Work Text:
Die Sonne hatte es gerade erst geschafft, sich über den Horizont zu kämpfen und tauchte alles in trübes Zwielicht. Einen Tag vor Heiligabend ließ der Schnee immer noch auf sich warten. Dresden präsentierte sich in seinem besten, nasskalten Grau, als Karin aus dem Auto stieg, den Kragen des Mantels hochschlug und Richtung Präsidium lief.
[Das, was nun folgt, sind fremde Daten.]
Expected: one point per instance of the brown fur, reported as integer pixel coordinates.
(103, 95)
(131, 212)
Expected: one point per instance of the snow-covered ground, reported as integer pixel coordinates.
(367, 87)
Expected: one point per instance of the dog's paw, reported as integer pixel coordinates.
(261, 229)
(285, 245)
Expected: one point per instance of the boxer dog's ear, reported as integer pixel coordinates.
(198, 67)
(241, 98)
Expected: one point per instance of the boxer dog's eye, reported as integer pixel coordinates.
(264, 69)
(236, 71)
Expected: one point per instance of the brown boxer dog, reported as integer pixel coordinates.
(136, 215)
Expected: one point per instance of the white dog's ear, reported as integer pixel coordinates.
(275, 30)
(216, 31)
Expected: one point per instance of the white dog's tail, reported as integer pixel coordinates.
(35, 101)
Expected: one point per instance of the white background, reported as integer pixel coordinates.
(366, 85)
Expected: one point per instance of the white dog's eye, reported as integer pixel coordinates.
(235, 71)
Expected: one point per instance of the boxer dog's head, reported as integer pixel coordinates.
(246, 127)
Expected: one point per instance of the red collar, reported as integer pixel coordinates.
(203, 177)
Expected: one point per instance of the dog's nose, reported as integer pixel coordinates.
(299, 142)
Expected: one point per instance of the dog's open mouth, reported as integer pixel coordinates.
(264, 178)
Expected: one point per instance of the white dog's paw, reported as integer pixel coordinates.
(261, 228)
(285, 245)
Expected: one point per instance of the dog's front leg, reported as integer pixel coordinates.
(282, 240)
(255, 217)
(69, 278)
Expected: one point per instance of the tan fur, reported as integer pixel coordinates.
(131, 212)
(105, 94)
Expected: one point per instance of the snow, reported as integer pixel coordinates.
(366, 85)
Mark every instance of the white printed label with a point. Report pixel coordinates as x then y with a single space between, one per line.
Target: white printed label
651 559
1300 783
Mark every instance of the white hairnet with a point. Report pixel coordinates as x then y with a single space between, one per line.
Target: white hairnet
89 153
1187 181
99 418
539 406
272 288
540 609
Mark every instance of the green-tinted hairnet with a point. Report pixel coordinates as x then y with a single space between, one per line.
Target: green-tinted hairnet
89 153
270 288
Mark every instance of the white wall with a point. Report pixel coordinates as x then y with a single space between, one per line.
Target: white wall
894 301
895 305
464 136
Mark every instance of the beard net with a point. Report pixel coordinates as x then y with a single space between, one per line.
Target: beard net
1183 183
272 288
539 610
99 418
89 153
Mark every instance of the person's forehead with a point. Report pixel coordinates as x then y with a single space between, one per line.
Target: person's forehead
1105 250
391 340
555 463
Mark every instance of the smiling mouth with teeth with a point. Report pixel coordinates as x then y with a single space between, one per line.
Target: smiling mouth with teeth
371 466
„Ein miserables Wetter ist das“, ertönte eine vertraute Stimme an ihrer Seite, kurz bevor sie den Eingang erreichte. „Früher gab es mal sowas wie weiße Weihnachten, können Sie sich wahrscheinlich gar nicht mehr dran erinnern.“
Karin schmunzelte. „Guten Morgen Herr Schnabel, vielleicht erleben wir ja morgen noch ein Wunder.“
„Das glauben sie doch selbst nicht.“, war die missmutige Antwort.
Karin verkniff sich einen Kommentar. Wenn Schnabel schlechte Laune hatte, dann ließ er sie sich nur ungern wegnehmen. Eine Tasse Kaffee, ein bisschen Ruhe und ein paar Lebkuchen, die dieser Tage großzügig im Präsidium verteilt wurden und das würde sich schon alles wie von selbst einrenken. Zu tun gab es derzeit zudem herzlich wenig und wenn das so blieb, würden sie heute Abend alle rechtzeitig Feierabend machen können und die Weihnachtstage tatsächlich frei haben. Egal ob weiß oder grau, das waren fantastische Aussichten.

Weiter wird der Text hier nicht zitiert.